Policies/Charset
From Mandriva Community Wiki
This page describes why the text encoding in spec files should be in UTF-8 or ASCII, and what kind of problems would arise otherwise.
Contents |
[edit] Introduction
In short, all of the spec file should be written in UTF-8 encoding if any non-ASCII has to be used. Places where such characters occur frequently include changelogs, descriptions, summaries and names. Not only because Mandriva has been using UTF-8 by default for some time, using legacy encoding inside a spec file introduces a number of risks, which may render the spec file broken at worst.
[edit] Why?
rpm supports translation of description (though less documented) with -l option after %description. For summary and group, the format is adding ISO639 language code with parenthesis before colon (more info here), like:
- Summary: summary
- Summary(fr): sommaire
- %description pkg
- This is text.
- %description -l fr pkg
- C'est texte.
This is proven to be a nightmare, since packagers use their own encoding of choice, leaving a multiple-encoded file as result. Such a spec file can't possibly be handled properly by any editor if more than one translation exists. Thus for description or summary translation, po file is the way to go.
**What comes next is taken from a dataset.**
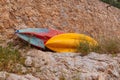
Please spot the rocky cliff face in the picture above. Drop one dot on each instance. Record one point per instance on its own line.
(91, 17)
Since in most such cases Mandriva spec is using ISO-8859-1 encoding, I'm using that as an example.
Anyway such translations are forbidden by policy. Summary translations myst be done in the mdv-rpm-summary package.
[edit] Problematic to read your file
Everybody has their own system, and they may not migrate because the old encoding "just works". However, lots of the encodings in this world are not compatible with each other. Their only common part is ASCII characters (so ASCII is safe for spec files). ISO-8859-1 characters are only shown as junk for other locales.
This, of course, requires both of writer and reader to migrate to UTF-8; but a fair amount of users are starting to do so, and you will get more help from people all around the world. Otherwise, people would less likely help because what you code or write is unreadable -- unless your intention is exactly not expecting others to help.
[edit] Editors may damage spec file
Related to the first point but worse. For systems with non-ISO-8859-1 legacy charset, text editors may not handle the "junk" text, and may even attempt to "correct" it by modifying characters, rendering the file even more broken.
[edit] How to fix?
[edit] In spec file itself
It is the spec file that matters, so remember to use UTF-8 throughout the file. To test if your spec file is indeed in UTF-8, use iconv to filter it:
iconv -f UTF-8 -t UTF-8 -o /dev/null yourpackage.spec
If it doesn't complain, the file is in UTF-8 (or ASCII). Otherwise it will tell you the UTF-8 test is broken in which position; you can also remove =-o /dev/null= argument to have a look yourself.
[edit] In various config files
Remember to use UTF-8 in ~/.rpmmacros, from where your name is read (in %packager line):
- %distribution Mandriva Linux
- %vendor Mandriva
- %packager José Huang <blahblah@mandriva.org>
If you also use rebuild-rpm and similar building tools, please remember to change your name in the corresponding config files too.
[edit] UTF-8 enabled editors
There are many text editors that support UTF-8 natively, be it GUI one or text mode one.
[edit] Language environment
Use UTF-8 in your shell environment too whenever possible, that would eliminate lots of headaches. For example, this is my locale setting from locale command:
- LANG=zh_HK.UTF-8
- LC_CTYPE=zh_HK.UTF-8
- LC_NUMERIC=zh_HK.UTF-8
- LC_TIME=zh_HK.UTF-8
- LC_COLLATE=zh_HK.UTF-8
- LC_MONETARY=zh_HK.UTF-8
- LC_MESSAGES=zh_TW
- LC_PAPER=zh_HK.UTF-8
- LC_NAME=zh_HK.UTF-8
- LC_ADDRESS=zh_HK.UTF-8
- LC_TELEPHONE=zh_HK.UTF-8
- LC_MEASUREMENT=zh_HK.UTF-8
- LC_IDENTIFICATION=zh_HK.UTF-8
- LC_ALL=
You can change language settings in the ~/.i18n file located under your home directory.